The modeller expects losses from the Bahamas, which Irene hit yesterday, will account for 60% of the total - between $300m and $700m.
AIR said the estimate includes wind and precipitation-induced flood damage to insured onshore residential, commercial and industrial properties (and their contents), automobiles, and business interruption losses. The estimate covers the Bahamas, Puerto Rico, Dominican Republic, Turks and Caicos, and other Caribbean territories.
As of 08.00 Eastern Time on Friday Irene was rated category 2 on the Saffir-Simpson scale and was located 375 miles south-southwest of Cape Hatteras, North Carolina. The storm is expected to make landfall on the Outer Banks of North Carolina on Saturday afternoon local time as a category 3 storm.

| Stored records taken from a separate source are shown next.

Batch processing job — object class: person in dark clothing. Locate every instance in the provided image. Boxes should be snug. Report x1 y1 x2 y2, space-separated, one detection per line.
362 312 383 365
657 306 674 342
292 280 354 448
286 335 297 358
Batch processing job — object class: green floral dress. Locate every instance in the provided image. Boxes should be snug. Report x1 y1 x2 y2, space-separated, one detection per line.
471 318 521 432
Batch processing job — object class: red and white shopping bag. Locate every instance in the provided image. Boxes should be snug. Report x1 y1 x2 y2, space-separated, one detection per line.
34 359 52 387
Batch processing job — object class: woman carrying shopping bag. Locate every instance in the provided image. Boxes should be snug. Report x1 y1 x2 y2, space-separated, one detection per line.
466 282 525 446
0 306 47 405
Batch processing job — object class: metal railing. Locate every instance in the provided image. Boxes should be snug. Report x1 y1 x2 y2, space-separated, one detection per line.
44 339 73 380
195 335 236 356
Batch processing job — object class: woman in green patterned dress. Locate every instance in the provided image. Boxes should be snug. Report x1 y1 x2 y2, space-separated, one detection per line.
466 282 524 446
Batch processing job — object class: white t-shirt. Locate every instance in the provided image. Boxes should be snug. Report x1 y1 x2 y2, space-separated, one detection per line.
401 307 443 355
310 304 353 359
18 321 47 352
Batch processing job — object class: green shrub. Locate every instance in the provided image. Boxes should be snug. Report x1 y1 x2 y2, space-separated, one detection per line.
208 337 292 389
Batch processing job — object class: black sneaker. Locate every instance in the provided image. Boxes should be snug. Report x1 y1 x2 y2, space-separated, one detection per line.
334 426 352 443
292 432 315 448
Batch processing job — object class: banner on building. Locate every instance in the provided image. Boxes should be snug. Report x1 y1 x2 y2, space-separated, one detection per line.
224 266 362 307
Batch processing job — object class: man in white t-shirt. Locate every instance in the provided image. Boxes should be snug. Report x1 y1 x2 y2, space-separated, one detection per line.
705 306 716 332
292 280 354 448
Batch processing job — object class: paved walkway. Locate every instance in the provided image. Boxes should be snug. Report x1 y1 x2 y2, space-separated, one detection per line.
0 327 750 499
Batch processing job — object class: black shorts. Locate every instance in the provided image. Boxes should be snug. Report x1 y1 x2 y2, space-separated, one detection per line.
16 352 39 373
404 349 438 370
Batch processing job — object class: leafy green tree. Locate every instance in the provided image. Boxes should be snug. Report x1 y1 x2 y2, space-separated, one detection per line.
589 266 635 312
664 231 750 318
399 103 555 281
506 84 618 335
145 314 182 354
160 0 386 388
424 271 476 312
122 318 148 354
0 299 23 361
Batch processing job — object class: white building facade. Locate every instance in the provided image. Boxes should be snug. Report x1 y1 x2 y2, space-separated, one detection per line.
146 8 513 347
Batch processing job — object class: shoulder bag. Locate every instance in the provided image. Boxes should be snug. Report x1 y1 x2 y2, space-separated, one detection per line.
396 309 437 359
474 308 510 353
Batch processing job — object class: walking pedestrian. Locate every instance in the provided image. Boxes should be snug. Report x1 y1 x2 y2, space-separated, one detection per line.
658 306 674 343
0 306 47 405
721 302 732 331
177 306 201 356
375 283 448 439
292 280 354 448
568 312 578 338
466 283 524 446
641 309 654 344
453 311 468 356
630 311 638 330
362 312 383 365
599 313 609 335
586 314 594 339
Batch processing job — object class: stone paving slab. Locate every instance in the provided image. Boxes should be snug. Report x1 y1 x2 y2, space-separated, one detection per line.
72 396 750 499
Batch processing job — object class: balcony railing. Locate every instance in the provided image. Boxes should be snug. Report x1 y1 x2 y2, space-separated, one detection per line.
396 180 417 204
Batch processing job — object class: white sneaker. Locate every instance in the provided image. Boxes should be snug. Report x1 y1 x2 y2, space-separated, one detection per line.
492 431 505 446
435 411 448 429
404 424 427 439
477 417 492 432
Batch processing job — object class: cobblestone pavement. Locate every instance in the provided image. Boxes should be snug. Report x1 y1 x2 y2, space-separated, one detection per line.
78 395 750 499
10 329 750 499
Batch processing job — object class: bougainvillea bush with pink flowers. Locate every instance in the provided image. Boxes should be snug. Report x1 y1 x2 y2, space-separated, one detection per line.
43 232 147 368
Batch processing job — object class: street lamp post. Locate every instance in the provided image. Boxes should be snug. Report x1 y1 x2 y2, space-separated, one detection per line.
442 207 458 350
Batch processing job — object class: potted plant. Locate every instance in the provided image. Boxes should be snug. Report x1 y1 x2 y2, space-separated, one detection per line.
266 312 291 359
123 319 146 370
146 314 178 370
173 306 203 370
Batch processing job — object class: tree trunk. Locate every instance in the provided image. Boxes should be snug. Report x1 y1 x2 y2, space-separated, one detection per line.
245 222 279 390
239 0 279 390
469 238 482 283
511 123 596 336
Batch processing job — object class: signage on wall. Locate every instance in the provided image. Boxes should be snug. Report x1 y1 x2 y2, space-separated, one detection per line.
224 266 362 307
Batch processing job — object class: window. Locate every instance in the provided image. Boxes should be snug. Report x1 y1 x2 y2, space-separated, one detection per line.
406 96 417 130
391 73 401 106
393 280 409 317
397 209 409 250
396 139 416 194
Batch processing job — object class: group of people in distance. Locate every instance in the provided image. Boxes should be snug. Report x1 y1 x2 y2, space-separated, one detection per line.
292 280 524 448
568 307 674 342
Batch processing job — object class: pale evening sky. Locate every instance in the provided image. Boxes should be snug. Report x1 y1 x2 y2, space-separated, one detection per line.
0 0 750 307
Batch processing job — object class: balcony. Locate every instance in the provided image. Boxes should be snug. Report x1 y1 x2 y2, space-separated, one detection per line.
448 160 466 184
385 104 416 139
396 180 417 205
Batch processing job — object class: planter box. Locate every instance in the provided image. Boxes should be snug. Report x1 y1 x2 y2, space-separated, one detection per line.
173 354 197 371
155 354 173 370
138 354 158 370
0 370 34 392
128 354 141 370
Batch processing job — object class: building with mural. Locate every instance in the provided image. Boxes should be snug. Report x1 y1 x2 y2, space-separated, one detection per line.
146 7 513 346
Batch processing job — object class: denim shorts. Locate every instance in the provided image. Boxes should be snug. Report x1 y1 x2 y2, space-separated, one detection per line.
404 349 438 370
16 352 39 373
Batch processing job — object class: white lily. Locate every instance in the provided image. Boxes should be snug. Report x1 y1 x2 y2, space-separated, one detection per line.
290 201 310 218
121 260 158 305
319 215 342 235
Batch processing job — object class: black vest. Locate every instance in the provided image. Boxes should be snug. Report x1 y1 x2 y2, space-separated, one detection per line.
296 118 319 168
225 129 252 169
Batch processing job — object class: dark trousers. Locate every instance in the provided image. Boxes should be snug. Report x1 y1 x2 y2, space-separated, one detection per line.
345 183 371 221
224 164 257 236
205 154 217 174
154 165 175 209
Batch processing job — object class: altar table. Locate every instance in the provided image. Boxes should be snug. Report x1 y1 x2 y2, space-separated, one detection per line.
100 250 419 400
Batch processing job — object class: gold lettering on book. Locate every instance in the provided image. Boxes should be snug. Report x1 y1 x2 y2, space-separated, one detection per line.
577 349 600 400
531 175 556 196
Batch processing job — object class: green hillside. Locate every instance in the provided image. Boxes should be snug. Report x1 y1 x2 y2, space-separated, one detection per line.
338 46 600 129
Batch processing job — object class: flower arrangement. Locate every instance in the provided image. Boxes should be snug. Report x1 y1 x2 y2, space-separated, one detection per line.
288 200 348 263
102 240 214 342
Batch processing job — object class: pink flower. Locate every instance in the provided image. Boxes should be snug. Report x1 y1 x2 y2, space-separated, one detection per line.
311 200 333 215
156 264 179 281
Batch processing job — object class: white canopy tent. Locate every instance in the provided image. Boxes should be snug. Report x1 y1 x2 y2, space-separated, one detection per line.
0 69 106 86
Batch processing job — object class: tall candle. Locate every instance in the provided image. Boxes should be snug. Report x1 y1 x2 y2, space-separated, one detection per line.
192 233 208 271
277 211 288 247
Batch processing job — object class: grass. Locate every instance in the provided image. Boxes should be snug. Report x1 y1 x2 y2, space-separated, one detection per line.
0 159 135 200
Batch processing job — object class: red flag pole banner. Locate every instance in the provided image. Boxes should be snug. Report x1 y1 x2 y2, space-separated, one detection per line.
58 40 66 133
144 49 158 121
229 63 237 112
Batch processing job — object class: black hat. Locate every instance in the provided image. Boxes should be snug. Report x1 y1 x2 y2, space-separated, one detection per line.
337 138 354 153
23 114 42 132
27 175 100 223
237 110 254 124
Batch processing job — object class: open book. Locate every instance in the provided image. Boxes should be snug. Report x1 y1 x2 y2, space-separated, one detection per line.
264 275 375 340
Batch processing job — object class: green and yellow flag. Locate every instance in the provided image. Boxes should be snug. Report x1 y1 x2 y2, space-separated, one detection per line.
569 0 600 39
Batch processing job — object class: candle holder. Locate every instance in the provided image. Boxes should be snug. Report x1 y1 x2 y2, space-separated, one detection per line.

Forecasts suggest Irene could make a second landfall on Long Island, New York, as a category 1 storm on Sunday. Risk modelling firm RMS said there is a high potential for New York City to be affected by the storm. Irene's large windfield could mean that some effects of the storm will extend beyond the Tri-State area of New York, New Jersey and Connecticut, the modeller said.